Thanks for the reply CMB.
Have some new information to add to this. Here's our setup: We have 2 identical SuperMicro servers, one in production, one as a backup. No CARP, as we have another issue/bug we a troubleshooting there as well. Currently, the production box is set to "Round Robin" for NAT Translation, and the backup box is set to "Round Robin with Sticky", and both are running fine.

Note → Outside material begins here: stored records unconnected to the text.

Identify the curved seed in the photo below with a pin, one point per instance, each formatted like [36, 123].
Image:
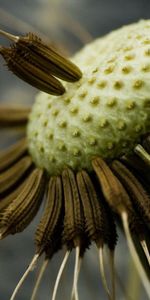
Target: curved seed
[22, 210]
[45, 235]
[25, 70]
[47, 59]
[94, 219]
[73, 219]
[137, 194]
[116, 195]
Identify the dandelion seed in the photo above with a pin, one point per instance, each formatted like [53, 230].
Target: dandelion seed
[85, 184]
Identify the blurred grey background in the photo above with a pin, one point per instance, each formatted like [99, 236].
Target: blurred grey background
[70, 24]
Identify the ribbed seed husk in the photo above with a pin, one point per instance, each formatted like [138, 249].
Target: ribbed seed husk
[11, 176]
[45, 236]
[10, 116]
[22, 210]
[30, 73]
[47, 59]
[116, 195]
[73, 218]
[93, 211]
[137, 193]
[12, 154]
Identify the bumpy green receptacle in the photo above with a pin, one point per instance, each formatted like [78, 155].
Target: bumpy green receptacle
[104, 113]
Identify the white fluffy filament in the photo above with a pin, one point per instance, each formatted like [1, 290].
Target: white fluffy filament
[112, 273]
[74, 294]
[60, 274]
[102, 271]
[21, 281]
[39, 278]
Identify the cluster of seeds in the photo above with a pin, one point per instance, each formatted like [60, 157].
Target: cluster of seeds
[79, 148]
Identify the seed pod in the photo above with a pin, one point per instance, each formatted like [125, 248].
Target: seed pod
[22, 210]
[30, 73]
[46, 233]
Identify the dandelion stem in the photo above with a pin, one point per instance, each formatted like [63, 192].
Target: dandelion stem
[134, 255]
[60, 274]
[39, 278]
[74, 295]
[102, 271]
[29, 269]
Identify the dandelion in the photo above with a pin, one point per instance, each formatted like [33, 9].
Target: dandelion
[87, 149]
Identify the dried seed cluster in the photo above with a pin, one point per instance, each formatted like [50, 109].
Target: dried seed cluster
[105, 113]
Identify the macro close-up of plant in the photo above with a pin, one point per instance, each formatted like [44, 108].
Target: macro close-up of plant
[78, 157]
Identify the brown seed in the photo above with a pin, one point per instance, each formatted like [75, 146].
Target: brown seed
[45, 236]
[28, 72]
[116, 195]
[94, 222]
[23, 209]
[73, 219]
[47, 59]
[137, 194]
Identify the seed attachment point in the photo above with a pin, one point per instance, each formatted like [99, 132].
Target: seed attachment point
[38, 63]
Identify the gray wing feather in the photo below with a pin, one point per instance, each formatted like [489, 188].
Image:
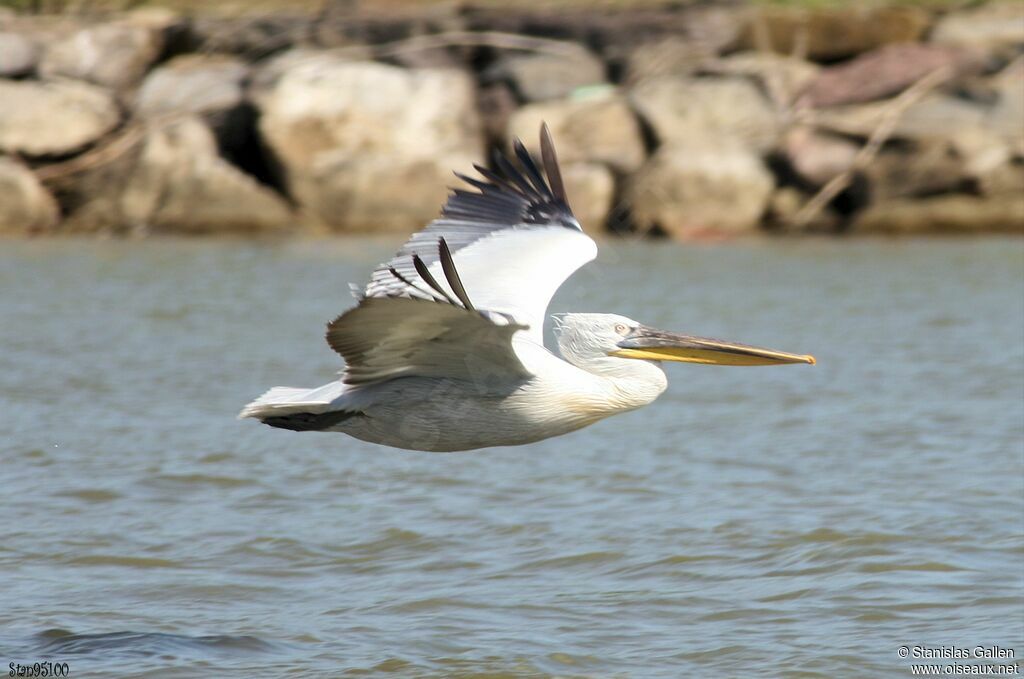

We changed the production box from Round Robin, to Round Robin with Sticky. The server was fine for about 30 seconds, and then locked up the exact same way we saw before. All interfaces stayed up, and everything looks fine, but the box is not administrate-able and no traffic was actually passing. We cut to the backup (which was running fine with Sticky), and we saw the exact same thing. Everything worked fine for about 30 seconds, and then poof, box explodes. We had to reboot the server, disconnect all traffic-bearing interfaces (so it wouldn't immediately lock up again), and revert the config to get things back up and running.
So, it seems changing the config wasn't a problem until you start having traffic use the new NAT translations options. Has anyone seen anything like this before? Is this a software bug, or does it seem more like a hardware incompatibility?
For those who are curious. We are trying the Sticky option due to possible issues with client devices have multiple sessions that NAT to multiple IP public addresses. When we statically set those clients to a single NAT IP address, those problems clear up. So, we were hoping that the Sticky option for NAT might alleviate these issues wide-scale.
Thanks!
Josh